How Bitcoin will scale
Bitcoin is a distributed network and a digital token.
Bitcoin, the ticket, is transferred between users and the distributed network processes and tracks the history of these transactions using a blockchain database.
However, using other networks and protocols, people can transfer this digital asset outside the blockchain.
This transfer allows this digital money to scale and host the enormous payment throughput required for this digital money to become the dominant global currency.
Furthermore, people can scale up this electronic money in two ways: the blockchain can have an upgrade to enable greater throughput, and other networks called layers can allow this virtual money to get transferred without directly using the blockchain.

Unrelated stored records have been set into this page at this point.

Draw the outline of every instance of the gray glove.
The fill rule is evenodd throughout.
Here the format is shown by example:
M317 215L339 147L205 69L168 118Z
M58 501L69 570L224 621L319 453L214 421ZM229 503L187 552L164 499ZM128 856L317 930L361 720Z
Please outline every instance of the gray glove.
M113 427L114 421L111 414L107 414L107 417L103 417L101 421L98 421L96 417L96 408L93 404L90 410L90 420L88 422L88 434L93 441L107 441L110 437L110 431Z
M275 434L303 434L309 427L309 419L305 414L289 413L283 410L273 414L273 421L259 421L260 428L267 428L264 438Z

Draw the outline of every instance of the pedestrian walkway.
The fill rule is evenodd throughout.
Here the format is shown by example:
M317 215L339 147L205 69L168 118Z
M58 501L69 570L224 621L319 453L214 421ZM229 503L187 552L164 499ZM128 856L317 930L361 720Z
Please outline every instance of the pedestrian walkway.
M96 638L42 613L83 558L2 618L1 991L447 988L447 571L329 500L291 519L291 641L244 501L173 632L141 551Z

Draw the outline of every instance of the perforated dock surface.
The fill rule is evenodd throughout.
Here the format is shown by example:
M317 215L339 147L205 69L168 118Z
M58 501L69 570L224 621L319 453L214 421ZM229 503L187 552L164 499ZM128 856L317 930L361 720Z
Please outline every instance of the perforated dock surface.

Scaling the Bitcoin blockchain
Bitcoin’s blockchain can only process seven to ten transactions per second because Bitcoin blocks have a production every ten minutes on average, and each block can contain a limited number of transactions.
Developers established the block time, which is the ten-minute interval between Bitcoin blocks, when creating it, and it’s unlikely to change in the future.
On the other hand, the limit on each block’s size has changed several times.
In 2010, Satoshi Nakamoto established the rule that no block could exceed 1MB in size.
In 2017, that limit received an alternation by people via the SegWit upgrade, which raised the limit to 4MB. However, most Bitcoin blocks remain around 1.3 MB in size.
The Bitcoin network sets these limits to prevent the size of the blockchain from growing too rapidly, so they will not likely change in the future.
As a result, most efforts to help the Bitcoin blockchain scale focus on reducing the data required in Bitcoin transactions.
For instance, the Taproot upgrade introduces more efficient transactions that take up less space in a Bitcoin block.
Layered scaling solutions
Efficiency improvements to the blockchain are incremental, so they’re not a comprehensive solution for scaling Bitcoin to the billions of users who need to be on board.
As a result, additional methods for transferring this electronic money, known as layers,s are required.
In other words, a layer is a network other than the Bitcoin blockchain that allows users to use Bitcoin.
Layers allow Bitcoin blockchain transactions to represent or settle large numbers of payments in batches.
Furthermore, layers connect with the blockchain but do not broadcast every single transaction to the blockchain, saving on fees and enabling more rapid settlement.
Additional layers on top of Bitcoin

Through improvements in the Bitcoin protocol and innovative new layers on top of Bitcoin’s blockchain, the Bitcoin network will eventually support billions of daily transactions, from tiny micropayments to international settlements.
The bottom line
Enhancing scalable functionality is significant to unlocking the potential of the underlying blockchain technology. That’s because it continues gaining traction as a viable currency.
Only time will tell how Bitcoin will scale.